Knoedler Sued Over Sale of $17 m Pollock


The Art Newspaper has a good update on the continuing saga of the Knoedler  Gallery in NYC.  The issues of Knoedler are growing with the recent suit and accusation of another fake, this time a Jackson Pollock painting purchased from Knoedler in 2007 for $17 million. Not only is the scandal growing, but it now appears to be impacting other large galleries.

The Art Newspaper reports

Legal papers and testimonies also suggest a number of leading art galleries have unwittingly been caught up in the scandals. Timothy Taylor Gallery and art dealer Jaime Frankfurt are named in the Lagrange papers as intermediaries in the sale of the Pollock. Court papers filed by the Dedalus Foundation state that Haunch of Venison opened its New York space in 2008 with a show that “put [a] supposed Newman painting from the so-called David Herbert collection [see box] in place of honour”. The current whereabouts of this work is unclear.

Authentication

Both cases and the Beltracchi investigation lay bare the inherent problems of authenticating works of art in an industry reliant on reputation and trust—and the apparent ease with which determined forgers can pass works through the system.

 “This is very scary stuff,” says one prominent New York collector. “These are all people we know, and have been dealing with for years.” Blondeau, who was also a victim of Beltracchi, says that: “We are facing a very serious problem, especially because markets are so overheated­—historically, when markets are strong, forgeries appear.” He adds of his own involvement: “I was fooled—the works were an incredible quality.”

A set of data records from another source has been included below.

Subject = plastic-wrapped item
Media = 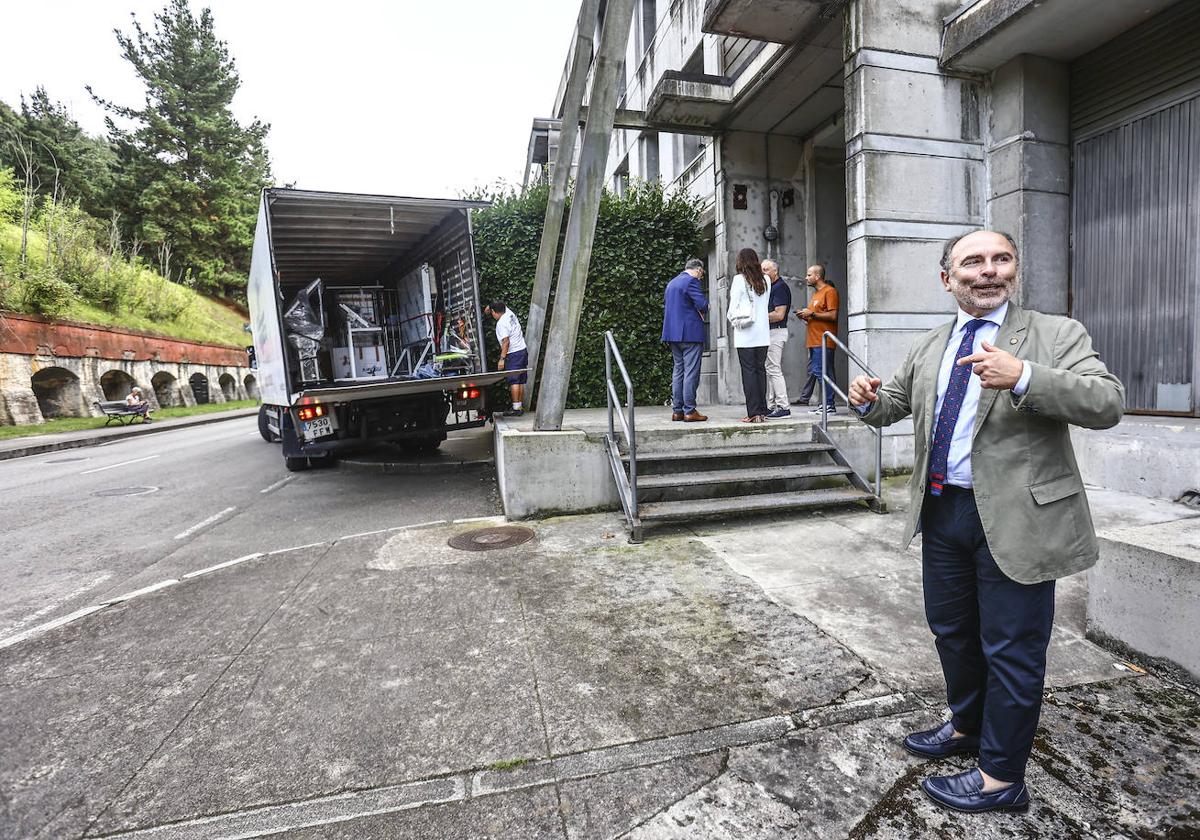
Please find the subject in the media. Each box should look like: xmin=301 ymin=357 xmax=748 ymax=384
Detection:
xmin=283 ymin=277 xmax=325 ymax=382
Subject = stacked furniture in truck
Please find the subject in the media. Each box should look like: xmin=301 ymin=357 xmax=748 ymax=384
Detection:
xmin=248 ymin=190 xmax=509 ymax=469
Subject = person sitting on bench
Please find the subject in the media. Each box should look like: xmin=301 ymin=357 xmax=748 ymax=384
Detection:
xmin=125 ymin=385 xmax=150 ymax=422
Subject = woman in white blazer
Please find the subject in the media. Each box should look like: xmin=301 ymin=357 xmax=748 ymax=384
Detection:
xmin=730 ymin=248 xmax=770 ymax=422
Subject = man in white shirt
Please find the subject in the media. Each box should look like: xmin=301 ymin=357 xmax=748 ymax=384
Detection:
xmin=850 ymin=230 xmax=1124 ymax=812
xmin=484 ymin=300 xmax=529 ymax=418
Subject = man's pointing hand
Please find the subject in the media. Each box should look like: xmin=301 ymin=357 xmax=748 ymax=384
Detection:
xmin=958 ymin=341 xmax=1025 ymax=391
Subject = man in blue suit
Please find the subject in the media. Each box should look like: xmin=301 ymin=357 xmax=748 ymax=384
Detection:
xmin=662 ymin=259 xmax=708 ymax=422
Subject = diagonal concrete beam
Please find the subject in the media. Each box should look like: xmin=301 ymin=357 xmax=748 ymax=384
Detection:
xmin=524 ymin=0 xmax=600 ymax=406
xmin=534 ymin=0 xmax=634 ymax=431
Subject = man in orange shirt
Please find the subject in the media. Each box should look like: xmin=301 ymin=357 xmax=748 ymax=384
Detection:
xmin=796 ymin=265 xmax=838 ymax=414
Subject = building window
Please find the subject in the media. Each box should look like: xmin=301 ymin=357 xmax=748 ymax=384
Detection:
xmin=612 ymin=157 xmax=629 ymax=198
xmin=638 ymin=0 xmax=659 ymax=55
xmin=637 ymin=131 xmax=661 ymax=181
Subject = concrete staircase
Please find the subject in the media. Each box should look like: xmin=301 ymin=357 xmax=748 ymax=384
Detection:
xmin=622 ymin=422 xmax=883 ymax=535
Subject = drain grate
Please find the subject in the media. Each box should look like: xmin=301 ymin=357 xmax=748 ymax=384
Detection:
xmin=92 ymin=487 xmax=158 ymax=496
xmin=446 ymin=526 xmax=533 ymax=551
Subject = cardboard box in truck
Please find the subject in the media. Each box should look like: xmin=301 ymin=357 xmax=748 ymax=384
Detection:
xmin=247 ymin=188 xmax=514 ymax=469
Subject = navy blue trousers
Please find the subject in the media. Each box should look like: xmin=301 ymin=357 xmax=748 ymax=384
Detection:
xmin=922 ymin=486 xmax=1054 ymax=782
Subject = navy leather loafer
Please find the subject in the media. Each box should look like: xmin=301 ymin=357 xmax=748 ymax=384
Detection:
xmin=920 ymin=769 xmax=1030 ymax=814
xmin=904 ymin=721 xmax=979 ymax=758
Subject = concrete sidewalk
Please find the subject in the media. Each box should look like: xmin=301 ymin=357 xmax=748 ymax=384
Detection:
xmin=0 ymin=480 xmax=1200 ymax=840
xmin=0 ymin=408 xmax=258 ymax=461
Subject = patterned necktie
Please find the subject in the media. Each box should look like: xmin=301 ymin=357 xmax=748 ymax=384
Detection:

He is not the only person to have been caught out. “This should act as an alarm for dealers working in the post-war field,” says prominent New York dealer Richard Feigen, who acted as an agent in the sale of a faked Max Ernst work produced by the Beltracchi gang. He has subsequently repaid his client, and was reimbursed himself, but is “still struggling to retrieve the sales tax from the state of New York, which is over $250,000”. Feigen says that his gallery is “very careful about who we deal with and always have been. I know Ernst’s work intimately, and the leading Ernst expert [Werner Spies] said it was the best fake he ever saw.”